Заметим, что проблемы эти носят стратегический
характер. Например, сегодня практически всем
понятно, что образованный человек – не просто
знающий человек, а тот, который умеет работать с
проблемами и продуктивно взаимодействовать с
другими людьми. Но как этому научиться, если
основной формой школьного образования остается
урок, а основной формой контроля –
экзаменационная процедура, проверяющая уровень
усвоенных знаний?
В каждой школе, в которую попадаешь по
журналистским делам, видно, как коллектив словно
балансирует между естественной ориентацией на
образовательные потребности детей и неизменной
традицией мерить успешность образовательного
процесса максимально простыми и примитивными
измерителями – будь то процент успеваемости или
баллы ЕГЭ.
Тем радостнее встретить школу, которая умеет
себе самой задавать непростые вопросы и пытается
на эти вопросы отвечать.
Галина Скворцова: “Когда мы
только начинали обсуждать на педсоветах не
текущий учебный процесс, а глобальные цели
образования, кому-то казалось, что это слишком
теоретические разговоры”
Диагностика против контроля
Несовместимые запросы
Несостоятельность старых установок – это очень
реальная, практически значимая вещь… Особенно
когда возникает конфликт между необходимостью
выполнять учебный план и внутренней
потребностью выпустить учеников «готовыми к
жизни».
К сожалению, в реальности «академический запрос»
и «запрос жизни» – плохо совместимые вещи.
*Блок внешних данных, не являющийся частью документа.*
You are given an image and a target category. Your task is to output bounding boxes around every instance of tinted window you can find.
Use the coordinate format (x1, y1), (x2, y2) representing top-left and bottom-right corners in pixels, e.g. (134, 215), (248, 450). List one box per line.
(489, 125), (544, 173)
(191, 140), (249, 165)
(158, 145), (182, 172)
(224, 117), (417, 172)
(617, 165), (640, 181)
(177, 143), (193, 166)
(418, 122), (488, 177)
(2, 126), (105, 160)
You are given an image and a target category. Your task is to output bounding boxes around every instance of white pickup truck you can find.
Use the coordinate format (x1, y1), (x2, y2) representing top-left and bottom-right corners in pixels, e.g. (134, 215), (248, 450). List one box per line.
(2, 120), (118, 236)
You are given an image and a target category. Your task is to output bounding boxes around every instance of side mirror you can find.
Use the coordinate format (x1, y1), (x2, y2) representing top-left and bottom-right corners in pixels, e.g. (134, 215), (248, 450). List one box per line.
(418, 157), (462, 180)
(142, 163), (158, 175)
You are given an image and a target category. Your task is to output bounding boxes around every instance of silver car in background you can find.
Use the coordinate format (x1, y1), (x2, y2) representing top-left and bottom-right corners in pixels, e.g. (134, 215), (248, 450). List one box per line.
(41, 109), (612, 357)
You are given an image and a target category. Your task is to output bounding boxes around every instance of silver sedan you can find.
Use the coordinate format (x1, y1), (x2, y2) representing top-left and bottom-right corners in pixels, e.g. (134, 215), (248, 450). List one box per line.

И что
делать школе в этой ситуации? Отказаться от
собственного целеполагания? Или начать, не
считаясь с реальными возможностями ребенка,
упихивать в него некий «двойной стандарт» –
стандарт учебного знания и стандарт реальной
жизни?
Перерыли много литературы. И после долгих
обсуждений пришли к общему выводу: главное, что
должен уметь делать сегодняшний выпускник, – это
работать с проблемой, с сообществом и в
сообществе. Уже после того, как определили свои
цели, нашли в книге директора одной большой
американской школы практически идентичную
формулировку: самое главное для меня, пишет он, –
научить детей сотрудничать и решать проблемы.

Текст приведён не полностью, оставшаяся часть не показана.